Orringer’s scrupulous research into this turbulent period goes far beyond bookishness. Her landscapes regularly rise to a Keatsian sensuousness. Her Marseille breathes as a city breathes: architecture, gardens, streets, hotels, cafes, skies, smells, weather, food, cigarettes, the interiors of suites, offices, prisons, internment camps, the moods of authority and tyranny and spite, the cunning of confederates and criminals, the fury of betrayal by seeming allies. She evokes the crooked geography of flight — Spain, Portugal, Martinique, the trek on foot over the Pyrenees, the ships that disappoint. Many of her pivotal figures are familiar to history: Hiram Bingham, the heroic American vice consul who lavishly issued salvational visas to despairing Jews; Hugh Fullerton, the consul general who thwarted Bingham on the advice of Cordell Hull, the Roosevelt administration’s compliant secretary of state; and the idiosyncratic panoply of Fry’s assistants. All these, and the hapless refugees themselves, Orringer revivifies with cinematic verisimilitude. Yet it is the beating heart of Varian Fry that is the means and purpose of “The Flight Portfolio.”

A biography can read like a novel. Ought a novel to pose as a biography? Like an egg with two yolks, Orringer’s novel has two centers: the trustworthy chronicle of the Emergency Rescue Committee, and the mind of Varian Fry. The first is at hand. The second is a door with no key. But must the verifiable past surrender to the sovereignty of imagination? Confident that it must, Orringer goes where no exacting biographer will go, and where the novelist is hotly obliged to go — into the veiled precincts of Fry’s psyche: “He had always thought, given enough time, that he could crack any code, unravel any knot, unmaze any maze, master any beast, however venomous or wily. Since childhood he’d lived in an adversarial dance with his own mind, filling it with whatever seemed impossible, daring it to prove him wrong.”

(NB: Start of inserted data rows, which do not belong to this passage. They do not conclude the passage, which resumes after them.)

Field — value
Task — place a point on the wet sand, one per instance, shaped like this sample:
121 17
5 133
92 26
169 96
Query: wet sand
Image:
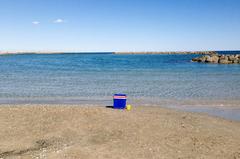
53 131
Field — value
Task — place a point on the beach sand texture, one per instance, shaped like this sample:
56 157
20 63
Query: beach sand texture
74 132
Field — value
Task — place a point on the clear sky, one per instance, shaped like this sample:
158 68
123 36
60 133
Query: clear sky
119 25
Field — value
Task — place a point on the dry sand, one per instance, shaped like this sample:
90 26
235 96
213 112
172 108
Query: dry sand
73 132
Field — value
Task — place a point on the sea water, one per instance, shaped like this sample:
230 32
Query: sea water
94 78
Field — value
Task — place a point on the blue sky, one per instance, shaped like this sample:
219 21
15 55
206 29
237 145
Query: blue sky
119 25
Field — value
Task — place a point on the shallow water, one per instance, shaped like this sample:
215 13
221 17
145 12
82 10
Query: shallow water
93 78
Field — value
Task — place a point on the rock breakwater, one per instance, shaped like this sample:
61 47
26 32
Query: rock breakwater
218 59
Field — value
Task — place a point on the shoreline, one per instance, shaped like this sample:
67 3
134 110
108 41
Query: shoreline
33 131
114 52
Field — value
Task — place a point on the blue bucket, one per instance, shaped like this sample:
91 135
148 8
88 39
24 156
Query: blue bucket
119 101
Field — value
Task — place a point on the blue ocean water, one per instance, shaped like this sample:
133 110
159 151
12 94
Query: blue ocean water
94 78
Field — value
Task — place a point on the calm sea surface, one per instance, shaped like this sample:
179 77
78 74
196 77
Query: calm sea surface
94 78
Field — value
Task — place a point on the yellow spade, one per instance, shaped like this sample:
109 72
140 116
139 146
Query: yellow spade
128 107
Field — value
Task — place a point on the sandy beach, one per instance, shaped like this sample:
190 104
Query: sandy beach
55 132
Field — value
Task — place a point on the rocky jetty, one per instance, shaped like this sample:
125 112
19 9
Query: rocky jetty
218 59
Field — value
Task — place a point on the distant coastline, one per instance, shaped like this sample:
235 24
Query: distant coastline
170 52
130 52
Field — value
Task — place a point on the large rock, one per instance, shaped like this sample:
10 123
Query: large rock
215 58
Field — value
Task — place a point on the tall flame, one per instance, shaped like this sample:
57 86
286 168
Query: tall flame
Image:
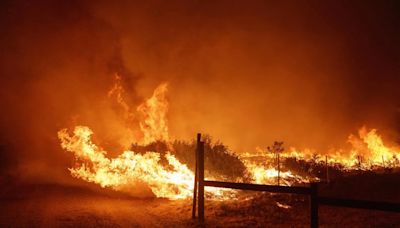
127 168
154 111
175 180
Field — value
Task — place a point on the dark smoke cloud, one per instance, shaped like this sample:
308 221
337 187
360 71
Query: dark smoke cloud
246 72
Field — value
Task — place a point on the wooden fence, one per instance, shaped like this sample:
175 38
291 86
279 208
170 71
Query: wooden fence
311 191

The novelist is obliged also to the commands of plot — plot seething in contrivance, stratagem, revelation. In service to these, “The Flight Portfolio” invents a knot of intertwined characters, who together come to dominate, even to override, and finally to invade the historical Fry. In Orringer’s scheme, we learn that her fictive Varian and her fictive Elliott Grant had once been lovers; at Harvard they quarreled and parted. Now, after 12 years, Grant turns up in Marseille, hoping to find and rescue Tobias Katznelson, an Einstein-like young prodigy whom the Germans mean to seize for his value to weaponry development. Grant’s interest in the boy is motivated by his sexual intimacy with Tobias’s father, already safe in New York. But here in tumultuous Marseille Varian and Grant renew their old passion; plot begins to outstrip all else. Soon Varian’s lover’s obsession will overtake and outweigh — and then devour — whatever remains of biographical verity. And Tobias is not what he seems to be: the ruse leads to the endangerment of a celebrated (fictive) painter.


The novel of chase-and-elude differs from the so-called literary novel not so much in its frantic excitements as in its influence on character. In one, story grows organically out of the elastic complexity of individuated traits. In the other, character is conditioned and flattened by contrivance. Even the glamour of the homoerotic, which fuels Orringer’s engine of suspense, turns threadbare through overexposure. In scene after scene, Varian’s leg slides seductively (and also schematically) along Grant’s; or vice versa. For the historical Fry, beyond hunches and hints, there is no evidence of homosexuality. Yet Orringer makes it a part of his character, expanding on speculations by Fry’s biographer, Andy Marino. “The skills Fry had developed to cope with and express his ‘deviance’ from the norm over the years,” Marino writes, “may have stood him in good stead for the illicit and secret activities he took to so naturally and performed so extraordinarily well in France.” Might this be a Freudian leap too far? A leap that lands Orringer’s Varian in another man’s bed.